Healthcare organizations preparing for ICD-10
will need multiple strategies to cope with an anticipated drop in coder productivity. One strategy may be taking tough disciplinary action against physicians who fail to complete training in how to improve clinical documentation for the complex new coding system, industry experts told attendees at the American Health Information Management Association
convention in Atlanta.
Donielle Bailey, ICD-10 project coordinator for Rex/UNC Health Care, in Raleigh, N.C., said her organization's analysis found that their coder productivity standard of 2.5 charts per hour in ICD-9 fell below one chart per hour at the start of using ICD-10 and never made it back above two per hour.
The federally mandated deadline for nationwide adoption of the vastly more complex ICD-10 family of diagnostic and procedural codes is Oct. 1, 2014.
Bailey's numbers jibe with an Advisory Board Co. estimate presented by Thomas Ormondroyd, vice president and general manager of Precyse Solutions, a vendor of training programs. He said coder productivity will remain off by 20% even three to 12 months after the transition to ICD-10, with losses of 5% to 10% to be expected even longer term.
But the heart of the problem is not really with the coders, both speakers said. Rather, it's with poorly documented medical records. The incomplete records require coders to make time-wasting callbacks to physicians, and that causes much of the productivity loss, they said. A strategy to mitigate the productivity loss is to improve clinical documentation, and that requires training physicians on what coders need to complete their work in ICD-10, they said.
A key to effective physician training is having the total support of the organization's chief medical officer and chief medical information officer for clinical documentation improvement, Bailey said. With it, enforcement of training policies is possible.
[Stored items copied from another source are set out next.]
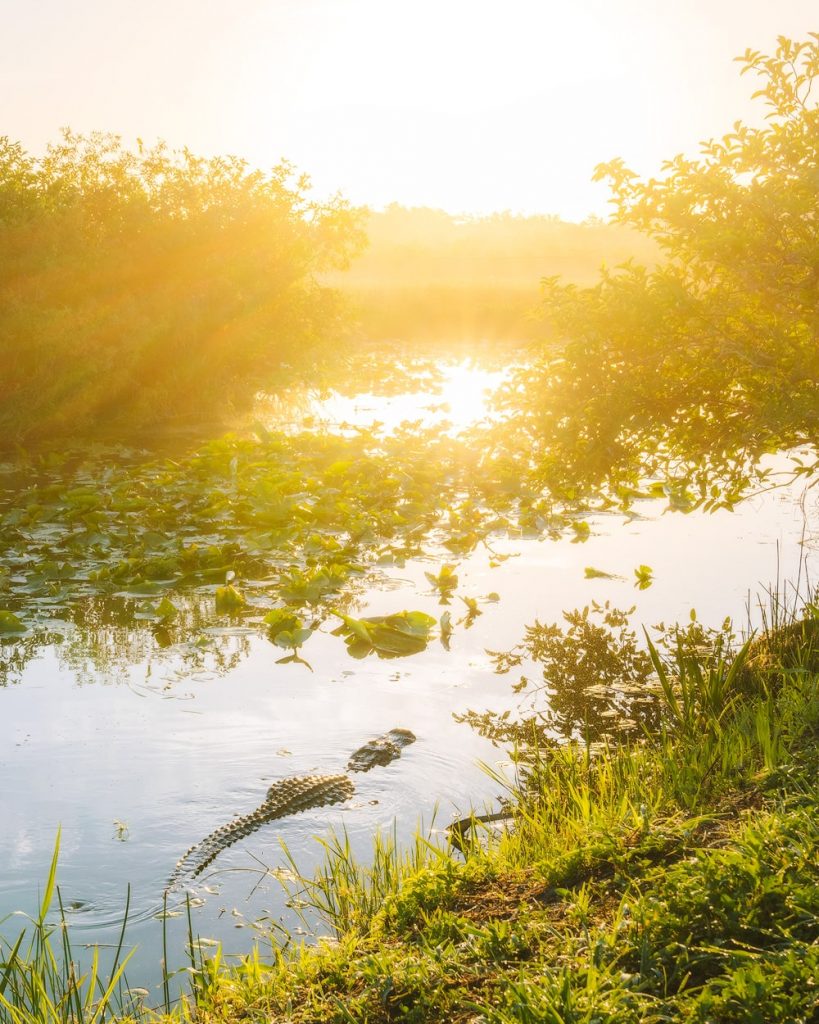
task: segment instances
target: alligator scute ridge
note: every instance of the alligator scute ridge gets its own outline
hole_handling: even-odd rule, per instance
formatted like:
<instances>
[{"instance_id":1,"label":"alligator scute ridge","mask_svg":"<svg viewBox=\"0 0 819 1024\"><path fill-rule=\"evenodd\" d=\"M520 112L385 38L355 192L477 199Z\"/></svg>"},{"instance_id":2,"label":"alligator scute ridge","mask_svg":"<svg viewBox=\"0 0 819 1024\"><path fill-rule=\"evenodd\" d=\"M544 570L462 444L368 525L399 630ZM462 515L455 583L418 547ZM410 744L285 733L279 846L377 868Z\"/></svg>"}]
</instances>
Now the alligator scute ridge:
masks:
<instances>
[{"instance_id":1,"label":"alligator scute ridge","mask_svg":"<svg viewBox=\"0 0 819 1024\"><path fill-rule=\"evenodd\" d=\"M404 747L414 742L415 736L409 729L392 729L354 751L347 762L347 771L368 772L377 765L389 764L401 756ZM186 876L196 878L223 850L267 822L313 807L343 803L354 792L355 786L346 774L300 775L274 782L265 800L254 811L234 818L194 843L177 861L165 891L174 889Z\"/></svg>"}]
</instances>

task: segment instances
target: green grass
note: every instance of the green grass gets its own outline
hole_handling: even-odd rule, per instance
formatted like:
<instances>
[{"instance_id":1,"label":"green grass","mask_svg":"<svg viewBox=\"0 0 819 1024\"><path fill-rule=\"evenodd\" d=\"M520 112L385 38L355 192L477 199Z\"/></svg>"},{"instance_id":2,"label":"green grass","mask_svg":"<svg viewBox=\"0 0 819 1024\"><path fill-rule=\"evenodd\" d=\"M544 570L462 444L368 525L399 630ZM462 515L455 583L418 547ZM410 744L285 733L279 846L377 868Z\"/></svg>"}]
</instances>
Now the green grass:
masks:
<instances>
[{"instance_id":1,"label":"green grass","mask_svg":"<svg viewBox=\"0 0 819 1024\"><path fill-rule=\"evenodd\" d=\"M3 1024L99 1024L113 1015L113 1007L132 1002L122 979L132 952L124 957L123 940L128 921L126 903L114 960L103 976L99 951L80 967L66 927L56 886L60 836L54 844L51 868L36 918L28 919L17 938L0 941L0 1021ZM50 920L57 900L59 914Z\"/></svg>"}]
</instances>

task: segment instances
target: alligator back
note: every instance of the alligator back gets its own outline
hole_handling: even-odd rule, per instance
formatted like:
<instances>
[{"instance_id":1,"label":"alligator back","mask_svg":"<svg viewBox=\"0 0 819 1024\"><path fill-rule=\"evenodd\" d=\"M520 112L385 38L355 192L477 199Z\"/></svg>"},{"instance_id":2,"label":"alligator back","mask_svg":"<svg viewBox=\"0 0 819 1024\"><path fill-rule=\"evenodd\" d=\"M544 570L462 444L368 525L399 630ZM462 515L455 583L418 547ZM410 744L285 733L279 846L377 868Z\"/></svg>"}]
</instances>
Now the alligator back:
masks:
<instances>
[{"instance_id":1,"label":"alligator back","mask_svg":"<svg viewBox=\"0 0 819 1024\"><path fill-rule=\"evenodd\" d=\"M201 874L222 850L255 832L268 821L297 814L311 807L342 803L353 795L354 790L355 787L346 775L302 775L274 783L267 791L264 803L255 811L217 828L180 857L167 889L172 889L186 875L195 878Z\"/></svg>"}]
</instances>

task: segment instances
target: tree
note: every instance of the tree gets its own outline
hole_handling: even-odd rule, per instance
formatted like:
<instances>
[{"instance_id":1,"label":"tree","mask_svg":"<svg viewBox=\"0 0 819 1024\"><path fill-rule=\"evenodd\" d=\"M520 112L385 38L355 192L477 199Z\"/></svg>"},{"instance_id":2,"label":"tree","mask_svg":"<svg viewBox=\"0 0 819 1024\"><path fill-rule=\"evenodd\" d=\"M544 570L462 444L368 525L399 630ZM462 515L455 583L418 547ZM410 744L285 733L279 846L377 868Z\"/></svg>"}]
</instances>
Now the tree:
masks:
<instances>
[{"instance_id":1,"label":"tree","mask_svg":"<svg viewBox=\"0 0 819 1024\"><path fill-rule=\"evenodd\" d=\"M763 454L819 437L819 34L737 59L761 79L762 127L737 122L657 178L596 170L658 264L544 282L548 337L510 400L558 497L627 500L649 477L681 507L730 506Z\"/></svg>"},{"instance_id":2,"label":"tree","mask_svg":"<svg viewBox=\"0 0 819 1024\"><path fill-rule=\"evenodd\" d=\"M0 138L3 441L219 419L335 337L319 275L360 216L308 192L286 163Z\"/></svg>"}]
</instances>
“Last week, we suspended 245 physicians who had not completed their ICD-10 training,” Bailey said. “They cannot admit any new patients; they cannot schedule any new surgeries.” As a result, the physicians have been finishing their training so they can regain their hospital privileges. As of Friday, 92% of those physicians that have privileges have been trained, she said.
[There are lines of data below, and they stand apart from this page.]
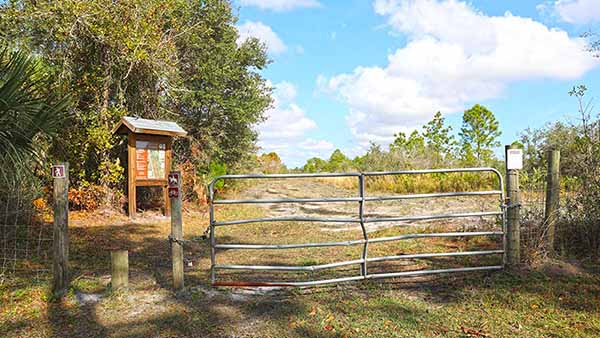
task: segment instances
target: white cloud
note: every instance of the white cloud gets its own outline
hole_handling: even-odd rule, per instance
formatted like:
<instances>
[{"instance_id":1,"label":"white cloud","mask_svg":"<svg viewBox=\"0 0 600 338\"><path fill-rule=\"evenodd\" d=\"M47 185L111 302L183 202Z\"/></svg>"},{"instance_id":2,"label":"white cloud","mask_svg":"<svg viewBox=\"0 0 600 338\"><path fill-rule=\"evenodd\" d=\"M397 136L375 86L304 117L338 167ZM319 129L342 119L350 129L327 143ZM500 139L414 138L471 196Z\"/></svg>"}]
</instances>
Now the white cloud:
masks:
<instances>
[{"instance_id":1,"label":"white cloud","mask_svg":"<svg viewBox=\"0 0 600 338\"><path fill-rule=\"evenodd\" d=\"M276 12L291 11L297 8L321 7L321 3L317 0L240 0L240 4Z\"/></svg>"},{"instance_id":2,"label":"white cloud","mask_svg":"<svg viewBox=\"0 0 600 338\"><path fill-rule=\"evenodd\" d=\"M315 140L308 138L300 143L300 147L306 150L330 151L333 150L333 143L325 140Z\"/></svg>"},{"instance_id":3,"label":"white cloud","mask_svg":"<svg viewBox=\"0 0 600 338\"><path fill-rule=\"evenodd\" d=\"M600 3L598 0L556 0L537 6L538 11L558 17L572 24L587 24L600 21Z\"/></svg>"},{"instance_id":4,"label":"white cloud","mask_svg":"<svg viewBox=\"0 0 600 338\"><path fill-rule=\"evenodd\" d=\"M271 85L274 88L273 107L266 112L266 121L258 125L258 146L264 152L275 151L284 163L300 166L308 157L324 156L333 144L307 138L317 123L306 116L296 102L297 89L289 82Z\"/></svg>"},{"instance_id":5,"label":"white cloud","mask_svg":"<svg viewBox=\"0 0 600 338\"><path fill-rule=\"evenodd\" d=\"M456 0L376 0L374 9L408 43L385 67L317 79L348 104L347 123L363 146L391 142L436 111L497 97L511 82L575 79L598 65L583 39L510 13L486 16Z\"/></svg>"},{"instance_id":6,"label":"white cloud","mask_svg":"<svg viewBox=\"0 0 600 338\"><path fill-rule=\"evenodd\" d=\"M238 32L240 34L237 40L238 44L253 37L264 42L268 51L272 54L281 54L287 50L287 46L277 33L260 21L246 21L243 25L238 26Z\"/></svg>"}]
</instances>

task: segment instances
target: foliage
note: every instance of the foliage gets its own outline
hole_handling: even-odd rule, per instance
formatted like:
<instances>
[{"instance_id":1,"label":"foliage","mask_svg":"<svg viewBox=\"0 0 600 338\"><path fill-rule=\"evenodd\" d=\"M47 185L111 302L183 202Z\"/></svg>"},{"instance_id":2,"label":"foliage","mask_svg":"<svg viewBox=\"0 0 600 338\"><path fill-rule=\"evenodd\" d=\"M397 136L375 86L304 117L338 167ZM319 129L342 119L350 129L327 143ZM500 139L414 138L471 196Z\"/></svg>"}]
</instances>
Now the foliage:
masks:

“If you do not have buy-in from your CMO or CMIO, it's going to be an uphill battle all the way,” Bailey said.
For those organizations just getting started, Ormondroyd advised attendees tasked with ICD-10 preparations to create a “tiger team” whose members take ICD-10 education before everyone else. The result will be a cadre of superusers that can sell ICD-10 readiness throughout the organization. A strong communications plan also helps in explaining the need for ICD-10 preparations, including e-mail blasts, in-house newsletters, mailbox stuffers, webinars and even ICD-10 messages on bathroom stalls.
For hospital organizations with large ambulatory-care practices, one strategy for coping with the productivity loss is to train all experienced outpatient coders in ICD-10 procedural coding systems. Organizations could replace the ambulatory coders with new health information management students, who historically have a tough time landing a first job because they lack experience, Ormondroyd said.
Danielle Reno, ICD-10 director at Sutter Health, Sacramento, Calif., warned of a 50% decrease in coder productivity that can go on for six to nine months, and said her organization has spent “many, many months” to get physician buy-in to ICD-10 preparedness. Sutter offered physicians 30-minute video programs tailored to 27 different medical specialties. Physician champions touted ICD-10 at mandatory monthly staff meetings, she said. Sutter also offered peer-to-peer training with physicians coaching other physicians.